Zirkus – eine große Liebe

Die Zirkuskünste und aktuellen Zirkusformen faszinieren mich zum einen aufgrund ihrer vielseitigen Möglichkeiten, Ansätze und Ergebnisse und zum anderen aufgrund der breiten Zugänglichkeit vieler künstlerischer Arbeiten dieses Bereichs der darstellenden Künste. Als Zuschauerin passiert es mir häufig, dass ich im Publikum unterschiedliche Menschen – häufig mit auffallenden Altersunterschieden – beobachte, die an verschiedenen Momenten der Aufführung reagieren. Im Verlauf der letzten Jahre habe ich viele Zirkusarbeiten gesehen, die philosophische Themen oder Fragen über das menschliche Dasein verhandeln und gleichzeitig zutiefst sinnlich erfahrbar sind. Auch ohne Interesse an oder Verständnis für die tiefgründigeren Ebenen waren diese Aufführungen für die anwesenden Zuschauer*innen ein Erlebnis, vielleicht sogar ein prägendes Erlebnis.
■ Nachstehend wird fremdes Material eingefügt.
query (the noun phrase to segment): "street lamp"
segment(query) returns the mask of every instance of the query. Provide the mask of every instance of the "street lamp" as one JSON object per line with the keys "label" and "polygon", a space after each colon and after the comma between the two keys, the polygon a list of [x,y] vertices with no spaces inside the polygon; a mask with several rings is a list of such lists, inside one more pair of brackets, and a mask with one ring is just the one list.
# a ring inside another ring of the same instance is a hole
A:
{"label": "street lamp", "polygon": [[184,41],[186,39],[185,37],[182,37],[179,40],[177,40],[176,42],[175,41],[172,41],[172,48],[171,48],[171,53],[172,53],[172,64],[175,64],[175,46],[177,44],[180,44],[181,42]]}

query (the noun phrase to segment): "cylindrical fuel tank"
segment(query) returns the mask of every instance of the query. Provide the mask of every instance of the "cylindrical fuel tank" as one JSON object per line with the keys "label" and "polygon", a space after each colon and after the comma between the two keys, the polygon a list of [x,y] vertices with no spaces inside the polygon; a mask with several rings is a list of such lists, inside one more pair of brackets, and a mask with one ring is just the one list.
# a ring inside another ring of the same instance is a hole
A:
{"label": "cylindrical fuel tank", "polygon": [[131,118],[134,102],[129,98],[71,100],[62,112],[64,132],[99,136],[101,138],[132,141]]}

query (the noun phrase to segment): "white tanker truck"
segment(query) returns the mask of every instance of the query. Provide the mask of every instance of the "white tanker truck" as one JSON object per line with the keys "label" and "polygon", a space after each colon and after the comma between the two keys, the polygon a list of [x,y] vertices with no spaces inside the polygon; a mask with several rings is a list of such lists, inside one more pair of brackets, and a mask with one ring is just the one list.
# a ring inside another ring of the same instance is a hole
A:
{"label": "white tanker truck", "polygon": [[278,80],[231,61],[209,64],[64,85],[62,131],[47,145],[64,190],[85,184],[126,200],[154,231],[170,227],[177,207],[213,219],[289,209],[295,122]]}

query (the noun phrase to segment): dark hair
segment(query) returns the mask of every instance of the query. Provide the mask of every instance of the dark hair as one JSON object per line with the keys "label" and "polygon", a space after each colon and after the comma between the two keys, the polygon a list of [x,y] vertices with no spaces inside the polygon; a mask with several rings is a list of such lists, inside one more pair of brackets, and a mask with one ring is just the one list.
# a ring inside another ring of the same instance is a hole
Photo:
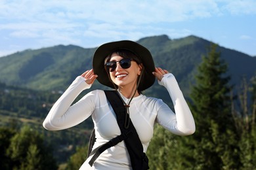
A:
{"label": "dark hair", "polygon": [[[127,50],[127,49],[118,49],[118,50],[113,51],[112,53],[110,53],[109,55],[108,55],[108,56],[106,56],[106,58],[105,58],[104,63],[106,63],[108,62],[109,61],[110,61],[111,56],[114,53],[116,53],[118,56],[121,56],[121,57],[122,57],[123,58],[130,58],[130,59],[132,59],[138,65],[140,65],[142,67],[143,67],[143,64],[142,64],[142,62],[141,61],[140,58],[137,55],[136,55],[136,54],[135,54],[132,51],[131,51],[129,50]],[[108,78],[110,79],[110,81],[112,82],[111,78],[110,78],[109,71],[108,71],[106,69],[106,68],[105,68],[105,71],[106,71],[106,73],[107,73],[107,74],[108,75]],[[140,84],[143,83],[143,80],[144,80],[144,71],[142,71],[141,73],[142,75],[141,75],[142,77],[141,77],[141,80],[140,80]],[[139,82],[137,82],[137,83],[139,83]],[[113,82],[113,84],[114,84],[115,88],[117,89],[117,86],[114,82]],[[140,90],[139,88],[137,90],[138,90],[138,92],[139,94],[141,94],[141,90]]]}
{"label": "dark hair", "polygon": [[110,60],[111,56],[114,54],[116,53],[118,56],[123,58],[130,58],[134,60],[137,64],[141,64],[142,61],[139,58],[139,57],[136,55],[134,52],[132,51],[130,51],[127,49],[118,49],[115,51],[113,51],[112,53],[110,53],[106,58],[104,61],[104,63],[106,62],[108,62]]}

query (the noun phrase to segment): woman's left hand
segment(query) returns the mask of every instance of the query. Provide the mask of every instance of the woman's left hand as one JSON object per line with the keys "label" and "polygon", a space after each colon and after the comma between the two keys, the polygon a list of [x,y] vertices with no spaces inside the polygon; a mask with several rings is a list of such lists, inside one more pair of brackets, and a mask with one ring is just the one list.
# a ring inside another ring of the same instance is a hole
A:
{"label": "woman's left hand", "polygon": [[153,72],[152,73],[159,81],[161,81],[161,78],[163,77],[163,75],[169,73],[169,72],[168,71],[162,69],[160,67],[156,67],[155,72]]}

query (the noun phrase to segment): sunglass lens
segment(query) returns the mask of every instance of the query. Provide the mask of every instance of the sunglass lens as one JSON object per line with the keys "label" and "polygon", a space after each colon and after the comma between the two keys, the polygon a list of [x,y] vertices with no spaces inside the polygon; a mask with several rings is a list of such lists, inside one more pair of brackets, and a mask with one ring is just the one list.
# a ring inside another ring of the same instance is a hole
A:
{"label": "sunglass lens", "polygon": [[106,67],[110,70],[110,72],[112,72],[116,69],[116,63],[114,61],[109,61],[106,63]]}

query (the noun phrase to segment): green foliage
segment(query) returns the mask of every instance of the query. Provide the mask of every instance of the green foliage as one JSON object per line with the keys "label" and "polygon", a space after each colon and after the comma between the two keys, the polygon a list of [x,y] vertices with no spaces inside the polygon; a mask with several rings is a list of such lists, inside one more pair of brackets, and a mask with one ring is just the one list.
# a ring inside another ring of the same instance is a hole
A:
{"label": "green foliage", "polygon": [[191,110],[196,132],[190,137],[195,169],[236,169],[240,162],[238,138],[230,108],[227,66],[213,44],[198,67],[196,85],[191,93]]}
{"label": "green foliage", "polygon": [[52,150],[30,126],[1,128],[0,132],[1,169],[57,169]]}
{"label": "green foliage", "polygon": [[[195,80],[193,74],[202,61],[200,56],[206,54],[205,49],[210,42],[196,36],[169,39],[167,35],[160,35],[143,38],[138,42],[150,50],[156,66],[174,73],[182,92],[188,95],[189,84]],[[244,75],[248,76],[249,80],[256,71],[255,58],[218,48],[223,59],[228,63],[231,83],[238,84],[240,77]],[[91,68],[95,50],[58,45],[3,57],[0,58],[0,81],[34,90],[63,91],[76,76]],[[102,88],[102,86],[96,82],[93,88]]]}

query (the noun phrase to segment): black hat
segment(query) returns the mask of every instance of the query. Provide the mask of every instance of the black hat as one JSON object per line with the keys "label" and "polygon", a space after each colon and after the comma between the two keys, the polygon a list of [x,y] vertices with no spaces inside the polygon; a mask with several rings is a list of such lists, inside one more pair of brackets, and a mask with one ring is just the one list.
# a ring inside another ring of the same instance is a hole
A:
{"label": "black hat", "polygon": [[93,59],[93,68],[95,74],[98,75],[98,81],[103,85],[114,88],[104,68],[104,60],[108,55],[119,49],[129,50],[135,54],[140,59],[144,67],[144,76],[139,84],[138,90],[144,90],[153,85],[155,76],[152,72],[155,71],[155,65],[150,51],[134,41],[127,40],[106,43],[96,50]]}

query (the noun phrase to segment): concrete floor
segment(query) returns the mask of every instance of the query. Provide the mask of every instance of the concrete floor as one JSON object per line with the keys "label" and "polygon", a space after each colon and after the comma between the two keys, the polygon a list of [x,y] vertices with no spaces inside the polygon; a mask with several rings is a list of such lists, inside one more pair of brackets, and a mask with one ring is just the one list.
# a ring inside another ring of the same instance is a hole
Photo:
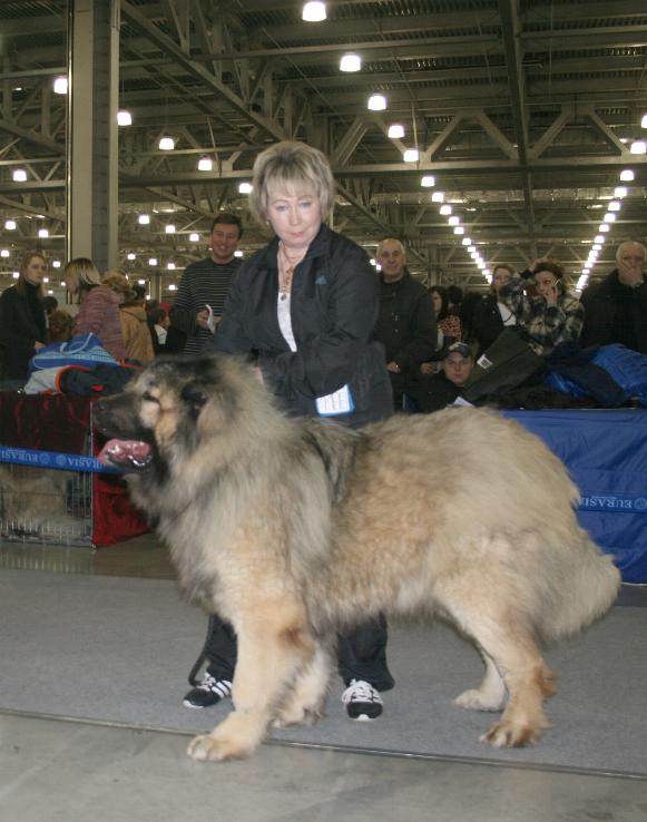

In einer Vorstellung, in der ein Pianist und ein Trampolin-Akrobat gemeinsam auf der Bühne waren, hatte ich als Zuschauerin plötzlich den Eindruck, dass ich dieses Springen mit der Musik nicht nur sehe und höre, sondern körperlich wahrnehme. Eine beeindruckende sinnliche Erfahrung, die ich nicht vergessen werde. Aber auch die gemeinsame Anwesenheit in einem Raum mit anderen Zuschauer*innen während der Dauer einer Aufführung macht diese sinnliche Erfahrbarkeit aus. Wir, Künstler*innen und Zuschauer*innen, brauchen uns gegenseitig. Ist die eine oder die andere Seite abwesend, kommt dieses ganz besondere Knistern nicht zustande. Die Künstler*innen teilen die Fragilität des eigenen Tuns, des Zusammenspiels, des Körpers und des menschlichen Seins mit dem Publikum. Als Zuschauerin wiederum muss ich voll und ganz da sein, mich auf die Künstler*innen einlassen. Manchen Zirkusarbeiten gelingt es, meine Realität zu erweitern und (ganz feine) Grenzen zu überschreiten, sodass ich vielseitig bewegt und anders aus einer Aufführung gehe als ich hereingegangen bin. Ich kann kaum benennen wie viel ärmer ich ohne diese Erfahrungen wäre. …eine große Liebe eben.